For my audience in build-stage companies, this proved less useful.  Typically what you want there is to balance transparency and accountability with a digestible level of information that helps manage more effectively.  Until recently in both situations, I think the balance was off.

It turns out that creating a simple spreadsheet is a lot more work than a complicated one.  You have to make conscious decisions about what information is truly relevant, how to format it for easy consumption, and how you want the management team to use it to make operational decisions in fluid environments.  This is an important part of what a build-stage CFO does and I think I’m improving at this.

COVID and Toothpaste

There’s a common phrase that “you can’t put toothpaste back in the tube”.  Or, you can’t put a genie back in the bottle (although how would they know?).  You hear this often about trends in business, and this time is no exception. But maybe this time really is different. We’ve been forced to run a lot of experiments that no one would have signed up for willingly. As a result, the toothpaste is out of the tube on a number of business trends. I’m seeing these in my companies and personal life and I don’t think we’re going back.

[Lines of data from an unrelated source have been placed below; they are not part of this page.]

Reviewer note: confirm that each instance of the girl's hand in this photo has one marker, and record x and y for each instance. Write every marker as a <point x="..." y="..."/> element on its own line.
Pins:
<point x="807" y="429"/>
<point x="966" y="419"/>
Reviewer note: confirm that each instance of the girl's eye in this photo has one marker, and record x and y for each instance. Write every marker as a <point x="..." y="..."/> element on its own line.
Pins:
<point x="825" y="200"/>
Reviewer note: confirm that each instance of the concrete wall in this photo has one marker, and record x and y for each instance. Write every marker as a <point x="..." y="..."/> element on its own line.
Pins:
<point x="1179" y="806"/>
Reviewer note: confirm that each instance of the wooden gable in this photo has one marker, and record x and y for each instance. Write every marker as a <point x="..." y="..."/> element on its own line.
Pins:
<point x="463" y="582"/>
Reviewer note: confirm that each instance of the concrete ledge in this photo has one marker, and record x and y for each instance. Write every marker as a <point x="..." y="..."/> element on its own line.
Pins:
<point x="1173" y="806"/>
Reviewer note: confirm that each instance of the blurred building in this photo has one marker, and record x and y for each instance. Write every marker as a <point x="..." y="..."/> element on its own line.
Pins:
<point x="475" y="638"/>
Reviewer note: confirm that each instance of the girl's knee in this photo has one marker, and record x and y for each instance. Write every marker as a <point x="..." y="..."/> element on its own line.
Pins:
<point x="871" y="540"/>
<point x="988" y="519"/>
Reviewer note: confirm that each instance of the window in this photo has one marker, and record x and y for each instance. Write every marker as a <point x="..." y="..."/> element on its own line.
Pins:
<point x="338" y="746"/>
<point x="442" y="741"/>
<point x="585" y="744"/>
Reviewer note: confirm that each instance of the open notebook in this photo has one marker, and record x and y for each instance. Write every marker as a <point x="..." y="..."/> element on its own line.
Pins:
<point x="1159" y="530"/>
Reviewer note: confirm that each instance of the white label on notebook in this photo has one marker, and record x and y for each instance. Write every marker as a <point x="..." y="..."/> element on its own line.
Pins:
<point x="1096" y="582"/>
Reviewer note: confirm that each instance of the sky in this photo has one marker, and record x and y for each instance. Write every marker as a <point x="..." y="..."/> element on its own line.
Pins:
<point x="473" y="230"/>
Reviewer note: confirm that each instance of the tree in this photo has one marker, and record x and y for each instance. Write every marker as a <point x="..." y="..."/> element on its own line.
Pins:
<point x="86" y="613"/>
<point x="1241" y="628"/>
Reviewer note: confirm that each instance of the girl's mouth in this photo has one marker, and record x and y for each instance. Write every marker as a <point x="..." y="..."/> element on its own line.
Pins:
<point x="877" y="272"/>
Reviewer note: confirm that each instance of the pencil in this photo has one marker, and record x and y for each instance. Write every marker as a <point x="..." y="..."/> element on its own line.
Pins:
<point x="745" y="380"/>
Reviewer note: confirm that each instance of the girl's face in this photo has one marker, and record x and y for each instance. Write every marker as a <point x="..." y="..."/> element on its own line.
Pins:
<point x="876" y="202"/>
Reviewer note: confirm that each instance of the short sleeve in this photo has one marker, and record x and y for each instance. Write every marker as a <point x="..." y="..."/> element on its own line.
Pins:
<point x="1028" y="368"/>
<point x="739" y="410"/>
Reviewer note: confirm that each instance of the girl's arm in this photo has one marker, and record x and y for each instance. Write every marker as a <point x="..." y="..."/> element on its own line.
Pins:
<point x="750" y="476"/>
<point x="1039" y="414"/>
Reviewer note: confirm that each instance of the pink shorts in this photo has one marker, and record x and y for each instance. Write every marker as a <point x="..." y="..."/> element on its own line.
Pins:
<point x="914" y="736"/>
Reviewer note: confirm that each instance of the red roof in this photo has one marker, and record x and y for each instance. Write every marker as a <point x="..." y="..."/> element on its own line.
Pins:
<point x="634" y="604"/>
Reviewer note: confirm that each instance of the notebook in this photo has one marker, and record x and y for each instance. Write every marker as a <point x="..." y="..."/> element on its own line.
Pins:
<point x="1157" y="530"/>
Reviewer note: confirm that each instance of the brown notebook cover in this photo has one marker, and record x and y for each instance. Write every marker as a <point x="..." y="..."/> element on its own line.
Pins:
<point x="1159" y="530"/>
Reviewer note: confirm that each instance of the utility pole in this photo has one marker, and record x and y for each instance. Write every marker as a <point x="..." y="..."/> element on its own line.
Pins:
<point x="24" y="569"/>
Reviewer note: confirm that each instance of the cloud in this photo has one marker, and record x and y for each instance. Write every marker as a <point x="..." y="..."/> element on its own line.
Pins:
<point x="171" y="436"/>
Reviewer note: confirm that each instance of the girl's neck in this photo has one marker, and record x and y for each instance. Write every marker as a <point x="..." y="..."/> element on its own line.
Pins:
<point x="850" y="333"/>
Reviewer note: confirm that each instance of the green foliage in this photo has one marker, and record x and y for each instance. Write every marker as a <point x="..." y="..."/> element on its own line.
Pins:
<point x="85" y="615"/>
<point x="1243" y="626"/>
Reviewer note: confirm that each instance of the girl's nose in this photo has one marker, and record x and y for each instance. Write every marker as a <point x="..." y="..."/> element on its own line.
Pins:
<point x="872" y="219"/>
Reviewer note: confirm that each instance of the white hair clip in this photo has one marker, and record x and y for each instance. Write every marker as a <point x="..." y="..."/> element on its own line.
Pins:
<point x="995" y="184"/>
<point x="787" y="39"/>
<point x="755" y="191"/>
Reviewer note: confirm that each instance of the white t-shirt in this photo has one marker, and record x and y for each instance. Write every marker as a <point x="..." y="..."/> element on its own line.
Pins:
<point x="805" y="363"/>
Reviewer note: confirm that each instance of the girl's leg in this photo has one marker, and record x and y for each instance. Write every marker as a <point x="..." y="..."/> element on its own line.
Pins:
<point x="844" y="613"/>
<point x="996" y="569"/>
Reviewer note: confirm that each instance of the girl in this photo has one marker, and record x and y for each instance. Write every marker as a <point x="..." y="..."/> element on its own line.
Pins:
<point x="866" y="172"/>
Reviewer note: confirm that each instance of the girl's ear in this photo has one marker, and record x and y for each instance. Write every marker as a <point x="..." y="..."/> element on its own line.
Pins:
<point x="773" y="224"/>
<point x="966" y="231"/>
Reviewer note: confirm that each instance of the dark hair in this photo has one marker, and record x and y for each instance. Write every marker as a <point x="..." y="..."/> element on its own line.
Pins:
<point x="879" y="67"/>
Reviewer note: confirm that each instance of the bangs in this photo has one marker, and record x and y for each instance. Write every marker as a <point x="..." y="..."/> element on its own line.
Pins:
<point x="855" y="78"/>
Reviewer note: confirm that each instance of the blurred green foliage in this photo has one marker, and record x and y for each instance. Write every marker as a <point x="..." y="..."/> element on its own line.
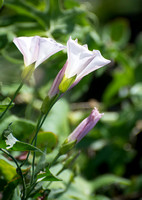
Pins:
<point x="110" y="163"/>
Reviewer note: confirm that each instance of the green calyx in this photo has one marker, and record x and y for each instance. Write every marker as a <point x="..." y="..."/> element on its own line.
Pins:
<point x="67" y="146"/>
<point x="48" y="103"/>
<point x="66" y="83"/>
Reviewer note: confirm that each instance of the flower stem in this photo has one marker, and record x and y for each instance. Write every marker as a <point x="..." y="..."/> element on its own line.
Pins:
<point x="18" y="89"/>
<point x="19" y="172"/>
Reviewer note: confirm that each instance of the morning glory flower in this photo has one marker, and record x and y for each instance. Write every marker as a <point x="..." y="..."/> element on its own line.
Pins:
<point x="80" y="62"/>
<point x="37" y="49"/>
<point x="85" y="126"/>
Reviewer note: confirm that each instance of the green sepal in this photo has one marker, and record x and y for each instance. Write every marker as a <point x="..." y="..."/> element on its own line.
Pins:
<point x="67" y="146"/>
<point x="1" y="3"/>
<point x="48" y="103"/>
<point x="27" y="72"/>
<point x="5" y="103"/>
<point x="66" y="83"/>
<point x="47" y="176"/>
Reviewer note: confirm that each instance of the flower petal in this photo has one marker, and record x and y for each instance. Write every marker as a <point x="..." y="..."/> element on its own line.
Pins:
<point x="78" y="58"/>
<point x="29" y="47"/>
<point x="85" y="126"/>
<point x="97" y="62"/>
<point x="48" y="47"/>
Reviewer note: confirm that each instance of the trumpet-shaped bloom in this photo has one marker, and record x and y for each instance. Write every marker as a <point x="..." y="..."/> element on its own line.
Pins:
<point x="37" y="49"/>
<point x="80" y="62"/>
<point x="85" y="126"/>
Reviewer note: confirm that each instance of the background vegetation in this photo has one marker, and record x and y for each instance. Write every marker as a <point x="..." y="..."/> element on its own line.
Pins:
<point x="110" y="163"/>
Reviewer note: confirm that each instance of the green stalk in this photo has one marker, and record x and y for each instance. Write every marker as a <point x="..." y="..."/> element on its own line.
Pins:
<point x="19" y="170"/>
<point x="18" y="89"/>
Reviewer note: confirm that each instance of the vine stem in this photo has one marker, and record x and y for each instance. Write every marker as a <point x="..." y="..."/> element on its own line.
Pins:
<point x="18" y="89"/>
<point x="19" y="170"/>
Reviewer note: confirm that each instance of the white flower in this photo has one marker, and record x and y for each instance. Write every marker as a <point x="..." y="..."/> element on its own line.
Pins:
<point x="81" y="61"/>
<point x="85" y="126"/>
<point x="37" y="49"/>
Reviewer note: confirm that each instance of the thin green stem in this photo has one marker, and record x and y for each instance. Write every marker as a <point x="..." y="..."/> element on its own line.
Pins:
<point x="18" y="89"/>
<point x="54" y="160"/>
<point x="19" y="172"/>
<point x="37" y="129"/>
<point x="35" y="142"/>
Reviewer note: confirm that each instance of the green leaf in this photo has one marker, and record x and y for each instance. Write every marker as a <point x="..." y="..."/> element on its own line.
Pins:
<point x="16" y="195"/>
<point x="7" y="169"/>
<point x="1" y="3"/>
<point x="5" y="103"/>
<point x="66" y="83"/>
<point x="108" y="179"/>
<point x="46" y="139"/>
<point x="47" y="176"/>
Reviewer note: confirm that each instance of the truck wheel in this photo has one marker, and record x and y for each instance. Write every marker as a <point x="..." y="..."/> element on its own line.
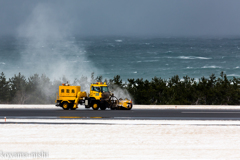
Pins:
<point x="130" y="107"/>
<point x="95" y="106"/>
<point x="71" y="106"/>
<point x="103" y="107"/>
<point x="65" y="106"/>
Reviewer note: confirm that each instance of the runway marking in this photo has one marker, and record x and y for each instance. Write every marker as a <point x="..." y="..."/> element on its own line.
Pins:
<point x="78" y="117"/>
<point x="210" y="112"/>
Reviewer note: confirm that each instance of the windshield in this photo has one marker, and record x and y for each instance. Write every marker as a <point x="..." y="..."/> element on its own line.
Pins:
<point x="96" y="89"/>
<point x="104" y="89"/>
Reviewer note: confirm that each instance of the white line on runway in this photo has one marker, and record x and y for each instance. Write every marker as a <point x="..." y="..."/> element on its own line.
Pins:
<point x="210" y="112"/>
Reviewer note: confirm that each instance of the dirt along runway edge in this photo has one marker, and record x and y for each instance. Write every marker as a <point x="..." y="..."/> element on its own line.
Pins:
<point x="51" y="106"/>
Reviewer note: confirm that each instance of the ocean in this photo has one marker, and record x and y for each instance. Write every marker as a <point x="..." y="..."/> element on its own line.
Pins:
<point x="128" y="57"/>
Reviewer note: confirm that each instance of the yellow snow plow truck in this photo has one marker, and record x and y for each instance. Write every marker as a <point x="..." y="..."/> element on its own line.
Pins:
<point x="99" y="97"/>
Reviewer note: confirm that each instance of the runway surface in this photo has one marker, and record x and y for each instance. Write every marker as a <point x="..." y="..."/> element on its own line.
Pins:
<point x="147" y="114"/>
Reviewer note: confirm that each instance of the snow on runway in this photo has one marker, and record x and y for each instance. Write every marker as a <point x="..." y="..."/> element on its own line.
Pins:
<point x="89" y="141"/>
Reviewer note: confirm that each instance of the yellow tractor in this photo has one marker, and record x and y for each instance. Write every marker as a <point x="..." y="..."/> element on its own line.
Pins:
<point x="99" y="97"/>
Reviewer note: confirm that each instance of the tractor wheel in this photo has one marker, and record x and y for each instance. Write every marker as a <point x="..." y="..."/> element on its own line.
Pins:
<point x="95" y="106"/>
<point x="65" y="106"/>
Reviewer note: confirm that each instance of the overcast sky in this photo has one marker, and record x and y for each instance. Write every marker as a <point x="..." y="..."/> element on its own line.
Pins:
<point x="127" y="17"/>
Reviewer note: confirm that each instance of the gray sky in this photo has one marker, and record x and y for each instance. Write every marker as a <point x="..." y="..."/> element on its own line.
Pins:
<point x="127" y="17"/>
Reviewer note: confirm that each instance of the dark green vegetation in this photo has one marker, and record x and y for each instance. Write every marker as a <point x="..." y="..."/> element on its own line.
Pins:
<point x="206" y="91"/>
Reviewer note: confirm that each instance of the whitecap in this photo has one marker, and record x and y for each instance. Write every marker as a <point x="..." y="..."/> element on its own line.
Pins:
<point x="118" y="40"/>
<point x="211" y="67"/>
<point x="192" y="57"/>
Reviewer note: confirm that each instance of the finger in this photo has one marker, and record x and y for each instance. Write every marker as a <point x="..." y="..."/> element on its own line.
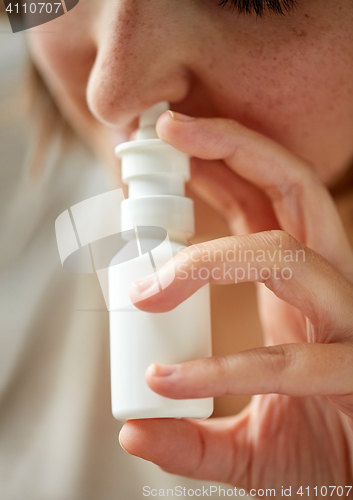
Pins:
<point x="244" y="206"/>
<point x="290" y="369"/>
<point x="215" y="449"/>
<point x="299" y="198"/>
<point x="295" y="273"/>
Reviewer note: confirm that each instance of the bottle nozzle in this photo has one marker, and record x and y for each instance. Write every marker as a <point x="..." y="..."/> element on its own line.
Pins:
<point x="148" y="120"/>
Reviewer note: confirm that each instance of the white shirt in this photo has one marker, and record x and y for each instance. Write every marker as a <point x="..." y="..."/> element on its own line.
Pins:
<point x="58" y="439"/>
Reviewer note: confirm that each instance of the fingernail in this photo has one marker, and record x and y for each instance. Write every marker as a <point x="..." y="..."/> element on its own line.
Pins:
<point x="145" y="283"/>
<point x="178" y="117"/>
<point x="162" y="370"/>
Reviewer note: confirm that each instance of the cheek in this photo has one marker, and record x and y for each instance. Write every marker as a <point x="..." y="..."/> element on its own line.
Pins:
<point x="303" y="100"/>
<point x="292" y="80"/>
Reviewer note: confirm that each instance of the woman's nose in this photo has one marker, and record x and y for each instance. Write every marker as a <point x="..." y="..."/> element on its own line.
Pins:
<point x="141" y="59"/>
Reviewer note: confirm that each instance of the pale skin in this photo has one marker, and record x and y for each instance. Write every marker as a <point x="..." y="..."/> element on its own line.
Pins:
<point x="276" y="97"/>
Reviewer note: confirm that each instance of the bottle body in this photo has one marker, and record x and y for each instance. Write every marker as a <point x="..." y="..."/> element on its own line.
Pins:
<point x="138" y="339"/>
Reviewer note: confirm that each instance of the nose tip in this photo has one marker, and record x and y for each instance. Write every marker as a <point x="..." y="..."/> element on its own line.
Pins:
<point x="136" y="66"/>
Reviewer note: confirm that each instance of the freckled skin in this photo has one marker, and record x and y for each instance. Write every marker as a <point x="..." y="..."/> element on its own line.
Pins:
<point x="290" y="78"/>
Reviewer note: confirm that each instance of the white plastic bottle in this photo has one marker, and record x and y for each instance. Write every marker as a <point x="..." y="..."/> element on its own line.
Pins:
<point x="156" y="174"/>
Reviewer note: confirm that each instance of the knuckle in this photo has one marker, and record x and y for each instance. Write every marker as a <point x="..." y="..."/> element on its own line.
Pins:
<point x="221" y="365"/>
<point x="283" y="240"/>
<point x="278" y="360"/>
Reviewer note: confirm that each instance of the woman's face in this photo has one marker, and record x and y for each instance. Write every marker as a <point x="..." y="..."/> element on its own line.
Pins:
<point x="289" y="77"/>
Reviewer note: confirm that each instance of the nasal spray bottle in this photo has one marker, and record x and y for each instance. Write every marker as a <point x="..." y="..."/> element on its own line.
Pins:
<point x="156" y="219"/>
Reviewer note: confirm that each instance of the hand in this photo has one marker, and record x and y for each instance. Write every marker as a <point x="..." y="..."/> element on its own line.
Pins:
<point x="298" y="429"/>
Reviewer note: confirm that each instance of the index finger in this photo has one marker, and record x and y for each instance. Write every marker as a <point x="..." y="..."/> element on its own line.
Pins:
<point x="302" y="204"/>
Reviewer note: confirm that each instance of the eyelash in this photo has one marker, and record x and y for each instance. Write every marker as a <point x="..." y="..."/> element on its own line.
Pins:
<point x="259" y="7"/>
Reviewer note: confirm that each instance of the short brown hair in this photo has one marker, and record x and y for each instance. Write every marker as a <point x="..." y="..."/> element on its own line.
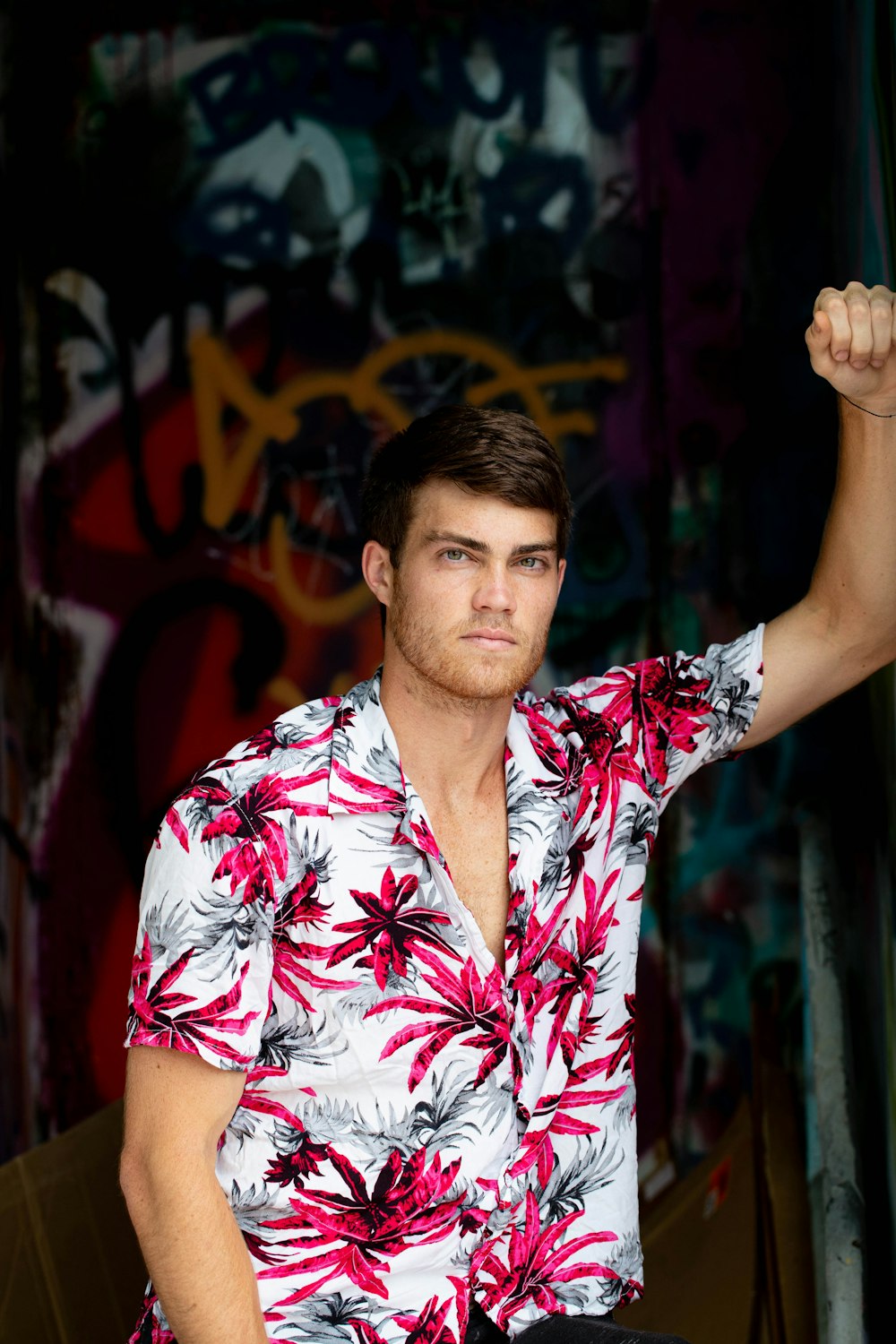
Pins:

  • Working from home – this is not an option for everyone and doesn’t work as well for large in-person brainstorming sessions. However, the days of companies organizing around large downtown offices where everyone comes to work every day are over. Why lose hours every day of productive time commuting to a desk where you’re going to work on what you could have done at home anyway? This is a bit of an Industrial Revolution holdover. The implications for large downtowns are mind-boggling. I’ve worked somewhat/mostly from home for a long time and gotten to watch my kids grow up as a result.
  • (Most) companies being in it together – I work with multiple companies that have needed help from landlords and other key suppliers. Most have recognized that if we go under, it does them no good, and that helping us is good business for them. The companies I work in have done what they can for their customers, employees and other stakeholders. Not all – but in 2009, I think it was none. HBR wrote a piece about this last fall. This accelerating trend will change how companies deal with one another when things go wrong.
  • Business performing public roles – the PPP program, in effect, was designed to help companies “keep” employees even if there wasn’t much business to attend to. But if you think about this, this doesn’t make much sense.  It only happened this way because (a) companies are where most people get their health insurance and (b) the unemployment insurance system in America was designed in 1938 and not up to the modern challenge of paying millions of people short-term benefits. In almost every other society, business isn’t asked to perform these roles. In ours, it was. The fact that companies have to do this is going to change the relationship between companies and government, and companies and their employees, in ways we can’t quite see yet.

There are many others, but I thought I would start with a few. We’re in the 1st inning of this thing and there will be plenty of time to identify and track others.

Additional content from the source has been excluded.